Keep posting photos of your family if you like - it won’t change anything.
Certainly not the fact that your assertion that instigating a General Strike is somehow “conservative” — is nothing but a pretentious lie.
"Pull him down! Pull him down! He will fall, he will catch fire, put him out! . . . What is he doing there?"
"He is putting the fire out, your Excellency."
"Not likely. The fire is in the minds of men and not in the roofs of houses."

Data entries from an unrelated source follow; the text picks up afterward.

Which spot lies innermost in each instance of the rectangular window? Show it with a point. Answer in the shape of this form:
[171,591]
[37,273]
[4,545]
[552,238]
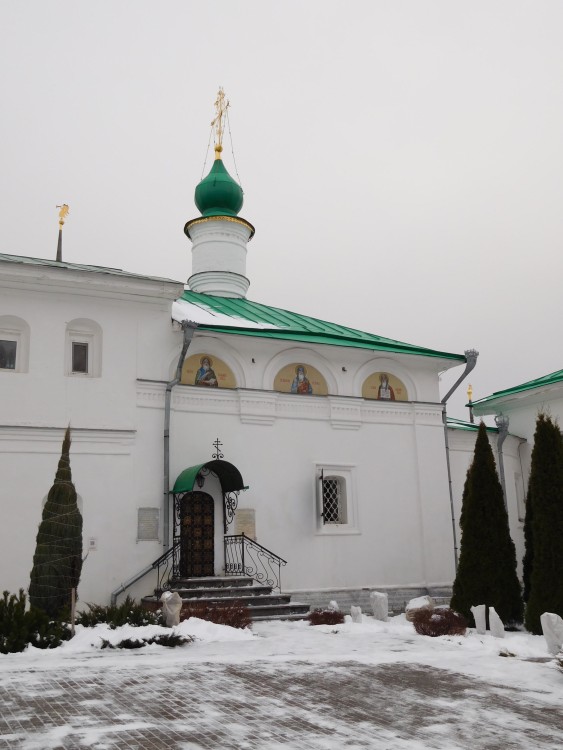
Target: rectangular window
[333,500]
[79,357]
[8,354]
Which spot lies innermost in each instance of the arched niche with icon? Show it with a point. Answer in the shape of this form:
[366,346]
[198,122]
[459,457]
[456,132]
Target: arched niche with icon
[301,379]
[207,371]
[384,386]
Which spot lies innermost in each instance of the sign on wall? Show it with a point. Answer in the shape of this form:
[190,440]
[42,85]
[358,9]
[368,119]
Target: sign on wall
[384,386]
[302,379]
[245,522]
[208,372]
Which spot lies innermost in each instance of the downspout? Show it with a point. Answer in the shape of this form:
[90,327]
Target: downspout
[189,329]
[471,357]
[502,423]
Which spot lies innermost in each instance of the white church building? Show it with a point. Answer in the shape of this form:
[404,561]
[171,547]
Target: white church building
[199,416]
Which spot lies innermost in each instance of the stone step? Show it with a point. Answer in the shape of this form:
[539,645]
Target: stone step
[223,592]
[291,610]
[211,582]
[283,616]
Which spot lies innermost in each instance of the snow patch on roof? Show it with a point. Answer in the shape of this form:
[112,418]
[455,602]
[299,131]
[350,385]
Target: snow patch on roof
[184,310]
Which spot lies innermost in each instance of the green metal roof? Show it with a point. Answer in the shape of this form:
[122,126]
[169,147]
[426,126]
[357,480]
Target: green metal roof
[229,476]
[218,194]
[291,326]
[546,380]
[461,424]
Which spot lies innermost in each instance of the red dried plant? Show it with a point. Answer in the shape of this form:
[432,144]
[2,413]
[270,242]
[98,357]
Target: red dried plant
[441,621]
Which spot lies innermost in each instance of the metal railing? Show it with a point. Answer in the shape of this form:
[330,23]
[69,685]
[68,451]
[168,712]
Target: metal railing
[245,557]
[167,567]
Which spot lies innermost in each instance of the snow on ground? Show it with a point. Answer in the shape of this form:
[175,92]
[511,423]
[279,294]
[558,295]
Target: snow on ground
[517,656]
[285,684]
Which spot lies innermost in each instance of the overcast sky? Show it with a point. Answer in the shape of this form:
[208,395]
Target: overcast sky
[402,161]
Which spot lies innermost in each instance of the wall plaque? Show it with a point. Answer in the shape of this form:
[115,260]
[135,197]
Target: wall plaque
[147,524]
[245,522]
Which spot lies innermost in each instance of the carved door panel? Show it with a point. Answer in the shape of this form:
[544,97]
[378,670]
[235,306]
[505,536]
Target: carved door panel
[197,532]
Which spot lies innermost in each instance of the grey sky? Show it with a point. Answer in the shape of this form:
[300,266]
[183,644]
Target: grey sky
[402,161]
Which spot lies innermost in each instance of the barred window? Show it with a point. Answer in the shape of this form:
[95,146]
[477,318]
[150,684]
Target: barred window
[8,350]
[334,500]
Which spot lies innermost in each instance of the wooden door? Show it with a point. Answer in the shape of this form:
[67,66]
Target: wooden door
[197,554]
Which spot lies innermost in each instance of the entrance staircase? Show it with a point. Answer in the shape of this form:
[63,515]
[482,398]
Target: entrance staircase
[261,602]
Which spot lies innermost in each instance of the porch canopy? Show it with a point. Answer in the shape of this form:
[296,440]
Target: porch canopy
[229,477]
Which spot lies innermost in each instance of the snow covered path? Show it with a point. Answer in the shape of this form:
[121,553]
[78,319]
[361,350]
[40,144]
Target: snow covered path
[375,685]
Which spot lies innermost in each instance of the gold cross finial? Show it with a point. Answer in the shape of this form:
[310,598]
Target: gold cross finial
[63,213]
[221,106]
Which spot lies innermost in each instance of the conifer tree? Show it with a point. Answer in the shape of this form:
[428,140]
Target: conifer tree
[57,561]
[486,572]
[544,545]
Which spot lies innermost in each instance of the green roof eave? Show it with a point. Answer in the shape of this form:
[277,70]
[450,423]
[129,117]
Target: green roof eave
[185,481]
[328,339]
[290,326]
[228,474]
[547,380]
[460,424]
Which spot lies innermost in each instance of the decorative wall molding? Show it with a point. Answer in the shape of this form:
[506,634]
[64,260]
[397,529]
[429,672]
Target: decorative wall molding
[265,407]
[34,439]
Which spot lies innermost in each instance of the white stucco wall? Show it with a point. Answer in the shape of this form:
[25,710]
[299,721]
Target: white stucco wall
[393,453]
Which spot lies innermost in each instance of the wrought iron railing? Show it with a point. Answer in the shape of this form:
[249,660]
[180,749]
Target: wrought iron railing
[245,557]
[167,567]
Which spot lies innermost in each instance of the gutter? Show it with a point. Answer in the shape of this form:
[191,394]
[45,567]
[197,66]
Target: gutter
[471,357]
[189,328]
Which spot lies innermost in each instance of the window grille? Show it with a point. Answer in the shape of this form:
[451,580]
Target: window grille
[79,357]
[332,500]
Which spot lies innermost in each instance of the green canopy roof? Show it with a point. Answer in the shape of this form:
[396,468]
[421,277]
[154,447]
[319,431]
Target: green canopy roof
[238,315]
[229,477]
[546,380]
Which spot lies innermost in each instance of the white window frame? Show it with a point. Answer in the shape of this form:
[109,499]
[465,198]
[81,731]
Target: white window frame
[89,333]
[83,338]
[16,329]
[346,476]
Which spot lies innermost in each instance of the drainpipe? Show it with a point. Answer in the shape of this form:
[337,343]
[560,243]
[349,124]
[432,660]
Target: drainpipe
[502,423]
[471,357]
[189,329]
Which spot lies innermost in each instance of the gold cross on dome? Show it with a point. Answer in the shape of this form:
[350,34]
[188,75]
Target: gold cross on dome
[221,106]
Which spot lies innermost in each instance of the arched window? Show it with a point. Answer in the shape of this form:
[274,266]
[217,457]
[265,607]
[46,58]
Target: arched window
[83,349]
[14,344]
[334,500]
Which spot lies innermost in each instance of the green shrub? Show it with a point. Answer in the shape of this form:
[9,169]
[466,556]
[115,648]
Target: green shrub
[234,614]
[436,622]
[115,615]
[486,573]
[162,639]
[325,617]
[543,564]
[19,627]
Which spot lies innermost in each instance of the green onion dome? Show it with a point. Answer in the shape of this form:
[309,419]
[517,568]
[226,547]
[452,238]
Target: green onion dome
[218,194]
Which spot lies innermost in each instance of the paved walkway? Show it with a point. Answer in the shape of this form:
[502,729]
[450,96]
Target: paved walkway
[267,705]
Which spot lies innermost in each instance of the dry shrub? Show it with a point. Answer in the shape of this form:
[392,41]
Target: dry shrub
[235,614]
[325,617]
[442,621]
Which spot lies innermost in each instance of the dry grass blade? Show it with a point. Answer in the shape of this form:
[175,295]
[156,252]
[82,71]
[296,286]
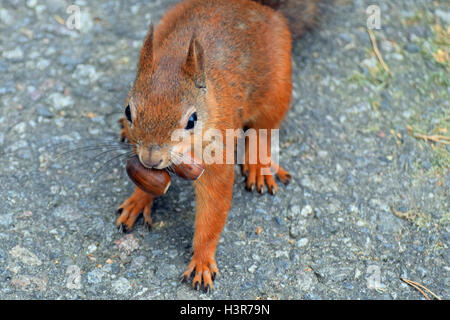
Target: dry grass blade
[418,286]
[377,52]
[437,138]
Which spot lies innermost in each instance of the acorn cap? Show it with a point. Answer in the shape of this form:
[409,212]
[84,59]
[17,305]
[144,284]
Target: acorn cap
[153,181]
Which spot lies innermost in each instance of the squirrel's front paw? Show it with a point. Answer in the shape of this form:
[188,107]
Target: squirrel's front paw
[205,272]
[130,209]
[256,177]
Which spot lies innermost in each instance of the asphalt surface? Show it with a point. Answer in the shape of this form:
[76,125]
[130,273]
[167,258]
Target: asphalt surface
[369,200]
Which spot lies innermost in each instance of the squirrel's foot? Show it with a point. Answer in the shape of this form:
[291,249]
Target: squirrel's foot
[205,272]
[260,176]
[130,209]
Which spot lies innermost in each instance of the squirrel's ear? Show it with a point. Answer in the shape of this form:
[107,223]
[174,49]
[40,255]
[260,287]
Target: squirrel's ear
[193,67]
[146,55]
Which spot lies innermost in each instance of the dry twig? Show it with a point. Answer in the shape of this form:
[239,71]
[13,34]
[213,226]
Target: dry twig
[418,286]
[377,52]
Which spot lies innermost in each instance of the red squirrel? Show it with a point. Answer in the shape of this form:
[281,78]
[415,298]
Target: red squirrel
[226,63]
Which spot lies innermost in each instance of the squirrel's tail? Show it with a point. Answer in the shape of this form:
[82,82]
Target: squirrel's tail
[301,14]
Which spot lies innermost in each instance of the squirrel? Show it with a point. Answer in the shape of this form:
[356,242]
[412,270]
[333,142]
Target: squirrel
[226,63]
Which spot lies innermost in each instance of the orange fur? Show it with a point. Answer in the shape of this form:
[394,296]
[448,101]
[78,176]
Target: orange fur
[241,51]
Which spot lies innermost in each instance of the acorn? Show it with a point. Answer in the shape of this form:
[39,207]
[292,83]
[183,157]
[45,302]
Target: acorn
[152,181]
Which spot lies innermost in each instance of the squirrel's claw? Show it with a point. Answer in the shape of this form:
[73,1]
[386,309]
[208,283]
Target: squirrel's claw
[204,274]
[256,180]
[131,209]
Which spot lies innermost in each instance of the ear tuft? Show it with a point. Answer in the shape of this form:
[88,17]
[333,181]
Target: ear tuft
[146,55]
[193,67]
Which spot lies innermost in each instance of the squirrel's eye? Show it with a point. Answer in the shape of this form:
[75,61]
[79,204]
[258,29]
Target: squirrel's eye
[191,121]
[128,113]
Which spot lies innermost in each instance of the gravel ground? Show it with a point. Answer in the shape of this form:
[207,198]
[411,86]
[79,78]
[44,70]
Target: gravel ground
[369,202]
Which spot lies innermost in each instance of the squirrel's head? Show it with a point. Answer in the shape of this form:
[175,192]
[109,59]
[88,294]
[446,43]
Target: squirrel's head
[165,103]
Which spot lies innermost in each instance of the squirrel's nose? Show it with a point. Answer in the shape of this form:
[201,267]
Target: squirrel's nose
[150,158]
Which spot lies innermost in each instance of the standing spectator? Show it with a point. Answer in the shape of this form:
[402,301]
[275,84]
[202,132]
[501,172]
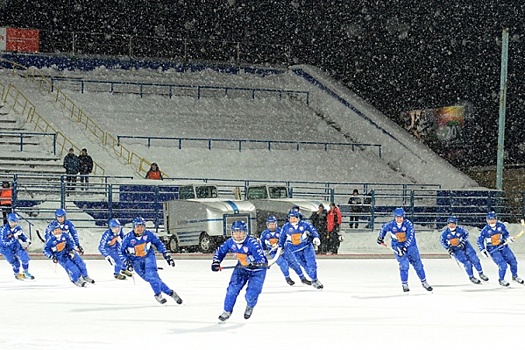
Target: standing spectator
[356,207]
[6,199]
[300,237]
[494,241]
[250,269]
[403,242]
[455,240]
[61,249]
[333,225]
[86,167]
[13,247]
[319,220]
[137,249]
[109,247]
[72,166]
[270,242]
[154,172]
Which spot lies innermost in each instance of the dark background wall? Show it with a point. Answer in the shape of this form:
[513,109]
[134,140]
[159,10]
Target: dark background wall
[397,54]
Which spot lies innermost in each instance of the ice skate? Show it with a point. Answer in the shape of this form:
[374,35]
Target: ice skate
[160,298]
[504,283]
[119,276]
[28,276]
[316,284]
[427,286]
[176,297]
[305,281]
[224,316]
[248,312]
[474,280]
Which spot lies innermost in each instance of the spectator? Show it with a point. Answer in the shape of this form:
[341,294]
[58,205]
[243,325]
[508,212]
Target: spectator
[86,167]
[72,166]
[154,172]
[6,199]
[318,219]
[333,225]
[356,207]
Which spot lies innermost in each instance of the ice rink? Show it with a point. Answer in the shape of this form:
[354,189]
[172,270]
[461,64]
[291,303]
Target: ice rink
[361,307]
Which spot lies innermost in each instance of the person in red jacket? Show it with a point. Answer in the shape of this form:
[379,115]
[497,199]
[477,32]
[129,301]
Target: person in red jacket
[333,225]
[154,172]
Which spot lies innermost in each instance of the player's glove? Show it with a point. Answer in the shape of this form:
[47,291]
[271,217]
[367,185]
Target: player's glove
[216,266]
[169,260]
[110,260]
[401,251]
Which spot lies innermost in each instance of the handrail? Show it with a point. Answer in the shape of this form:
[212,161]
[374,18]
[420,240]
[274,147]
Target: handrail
[22,134]
[199,88]
[244,141]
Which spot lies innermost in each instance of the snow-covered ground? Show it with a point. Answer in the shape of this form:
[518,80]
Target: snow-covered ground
[361,306]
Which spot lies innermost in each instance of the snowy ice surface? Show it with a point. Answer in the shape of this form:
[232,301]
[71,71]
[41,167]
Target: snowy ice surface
[361,307]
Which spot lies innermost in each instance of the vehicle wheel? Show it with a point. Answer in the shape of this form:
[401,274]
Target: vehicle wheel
[173,244]
[205,243]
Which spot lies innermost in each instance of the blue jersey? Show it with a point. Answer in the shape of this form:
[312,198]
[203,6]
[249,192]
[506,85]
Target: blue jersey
[270,239]
[68,228]
[137,248]
[451,239]
[109,240]
[297,237]
[402,235]
[60,246]
[11,237]
[492,238]
[248,252]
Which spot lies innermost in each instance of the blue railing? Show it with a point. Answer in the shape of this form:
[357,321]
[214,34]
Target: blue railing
[141,88]
[24,136]
[241,142]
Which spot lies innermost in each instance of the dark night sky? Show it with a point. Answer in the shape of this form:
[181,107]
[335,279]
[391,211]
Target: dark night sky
[397,54]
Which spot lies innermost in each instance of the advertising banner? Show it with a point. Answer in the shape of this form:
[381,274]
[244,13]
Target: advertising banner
[19,40]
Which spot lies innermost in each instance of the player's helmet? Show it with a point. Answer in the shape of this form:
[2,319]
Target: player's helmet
[399,212]
[114,223]
[60,212]
[12,217]
[53,225]
[294,214]
[139,221]
[239,226]
[271,219]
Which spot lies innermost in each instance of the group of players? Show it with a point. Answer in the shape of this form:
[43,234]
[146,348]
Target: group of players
[290,246]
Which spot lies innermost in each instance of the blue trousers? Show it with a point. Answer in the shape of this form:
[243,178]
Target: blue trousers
[504,257]
[146,268]
[240,277]
[413,258]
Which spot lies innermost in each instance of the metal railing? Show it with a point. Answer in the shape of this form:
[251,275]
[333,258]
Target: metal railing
[241,142]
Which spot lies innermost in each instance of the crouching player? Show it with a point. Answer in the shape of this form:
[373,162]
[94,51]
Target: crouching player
[137,249]
[60,248]
[250,269]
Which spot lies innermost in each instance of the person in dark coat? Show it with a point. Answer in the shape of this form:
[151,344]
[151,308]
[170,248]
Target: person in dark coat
[86,167]
[72,166]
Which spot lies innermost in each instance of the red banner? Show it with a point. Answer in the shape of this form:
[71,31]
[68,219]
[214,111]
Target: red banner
[19,40]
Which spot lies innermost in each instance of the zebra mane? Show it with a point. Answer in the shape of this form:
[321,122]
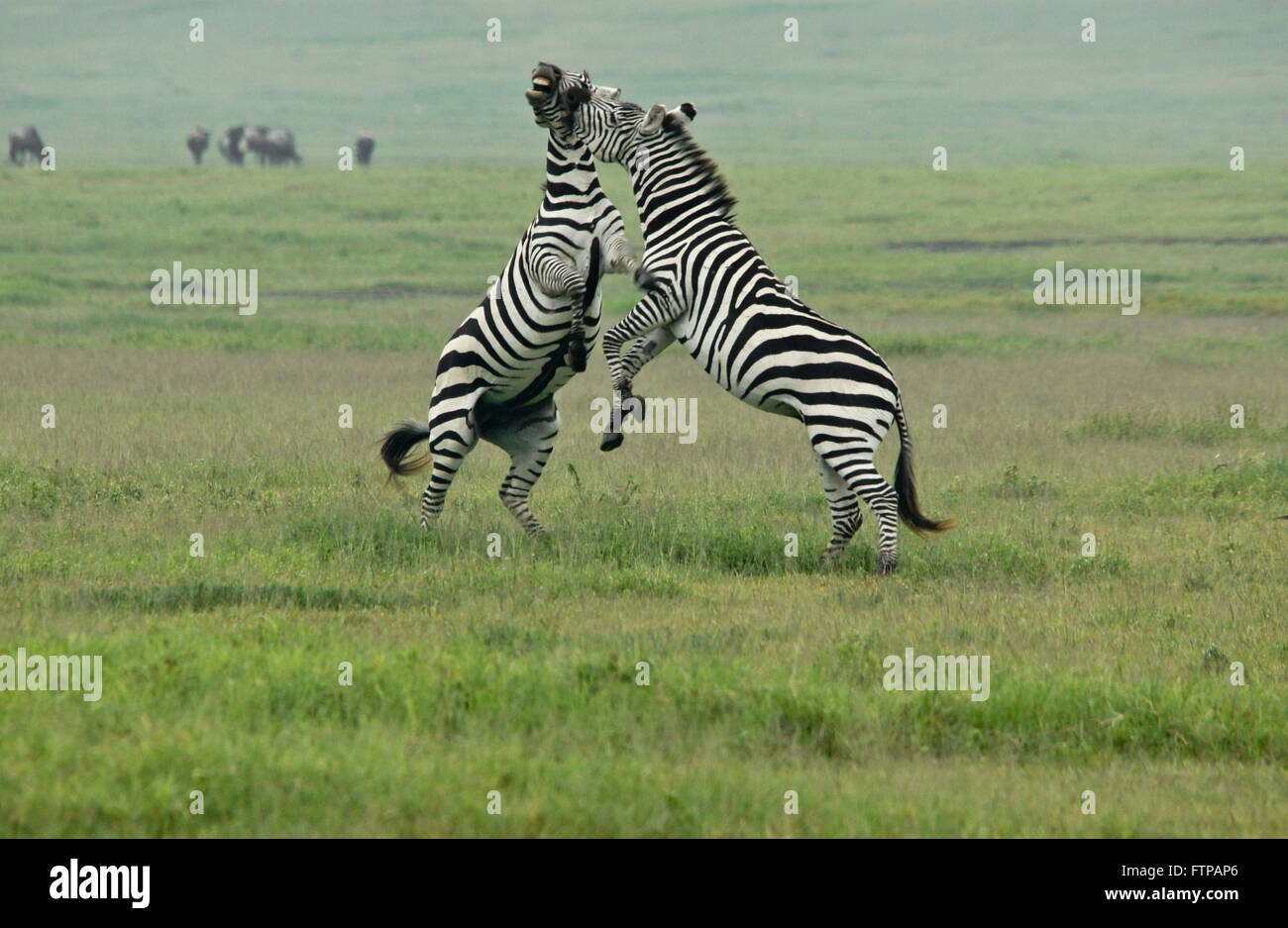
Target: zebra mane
[716,189]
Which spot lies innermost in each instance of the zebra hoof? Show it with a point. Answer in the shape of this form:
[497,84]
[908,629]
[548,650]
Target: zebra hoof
[578,356]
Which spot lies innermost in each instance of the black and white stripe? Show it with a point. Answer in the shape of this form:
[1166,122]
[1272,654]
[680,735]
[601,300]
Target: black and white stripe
[722,303]
[500,369]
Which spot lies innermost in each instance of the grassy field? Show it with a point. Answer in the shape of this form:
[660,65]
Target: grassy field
[1009,81]
[473,673]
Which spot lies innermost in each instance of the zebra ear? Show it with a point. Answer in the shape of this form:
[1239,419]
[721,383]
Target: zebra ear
[653,121]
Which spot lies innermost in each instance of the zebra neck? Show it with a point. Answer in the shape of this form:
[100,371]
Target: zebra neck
[566,159]
[675,188]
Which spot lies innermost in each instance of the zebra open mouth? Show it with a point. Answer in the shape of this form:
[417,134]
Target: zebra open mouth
[544,80]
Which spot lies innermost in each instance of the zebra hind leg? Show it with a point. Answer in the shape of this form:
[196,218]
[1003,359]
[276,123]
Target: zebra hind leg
[528,437]
[853,460]
[846,515]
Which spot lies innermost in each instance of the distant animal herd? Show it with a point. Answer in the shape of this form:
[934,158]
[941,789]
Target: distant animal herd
[270,146]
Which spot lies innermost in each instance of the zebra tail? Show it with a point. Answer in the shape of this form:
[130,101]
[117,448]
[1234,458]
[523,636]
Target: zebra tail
[397,443]
[906,484]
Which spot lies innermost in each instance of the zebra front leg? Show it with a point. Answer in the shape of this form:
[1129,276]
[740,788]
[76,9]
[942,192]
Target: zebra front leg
[559,278]
[640,355]
[622,260]
[651,313]
[452,435]
[844,505]
[528,438]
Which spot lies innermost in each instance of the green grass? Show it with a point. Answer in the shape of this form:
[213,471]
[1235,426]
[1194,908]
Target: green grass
[518,673]
[875,82]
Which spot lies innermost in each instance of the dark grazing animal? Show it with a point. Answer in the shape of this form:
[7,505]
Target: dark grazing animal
[231,145]
[279,149]
[197,143]
[22,143]
[257,142]
[365,146]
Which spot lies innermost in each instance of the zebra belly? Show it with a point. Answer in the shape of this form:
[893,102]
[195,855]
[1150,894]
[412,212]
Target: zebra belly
[523,364]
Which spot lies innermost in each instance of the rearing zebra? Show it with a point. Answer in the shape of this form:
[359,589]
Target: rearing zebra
[498,372]
[721,301]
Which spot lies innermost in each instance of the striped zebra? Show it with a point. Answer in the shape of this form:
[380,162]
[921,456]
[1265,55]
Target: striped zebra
[721,301]
[498,372]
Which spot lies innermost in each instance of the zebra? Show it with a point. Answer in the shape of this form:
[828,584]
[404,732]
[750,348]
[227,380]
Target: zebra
[498,372]
[716,296]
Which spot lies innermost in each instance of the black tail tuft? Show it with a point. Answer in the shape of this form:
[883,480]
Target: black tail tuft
[906,485]
[395,445]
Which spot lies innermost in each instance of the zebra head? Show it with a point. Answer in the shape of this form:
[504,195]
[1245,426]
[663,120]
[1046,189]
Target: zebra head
[612,128]
[552,90]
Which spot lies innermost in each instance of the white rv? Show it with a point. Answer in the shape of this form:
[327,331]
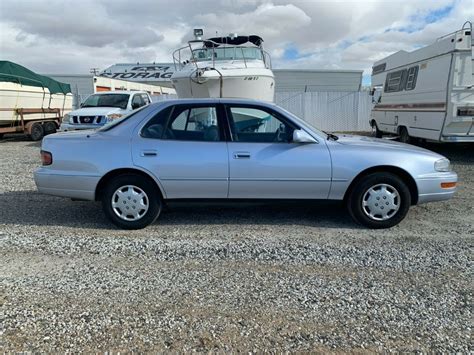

--Fyodor Dostoyevsky, The Possessed
http://www.gutenberg.org/ebooks/8117
"We just need to march on Washington five to ten million strong, and refuse to leave until we get some action on our grievances."--DoughtyOne, Autobiography of a Useful Idiot
http://www.freerepublic.com/focus/news/2915350/posts?page=35#35
"A general strike would be impossible to ignore. Millions of people showing up on the mall demanding change, coupled with millions of closed businesses..."--DoughtyOne, Autobiography of a Useful Idiot" Between 5 and 7 December [O.S. 22 and 24 November], there was a general strike by Russian workers. The government sent in troops on 7 December, and a bitter street-by-street fight began. A week later the Semenovskii Regiment was deployed, and used artillery to break-up demonstrations and to shell workers' districts. On 18 December [O.S. 5 December], with around a thousand people dead and parts of the city in ruins, the workers surrendered."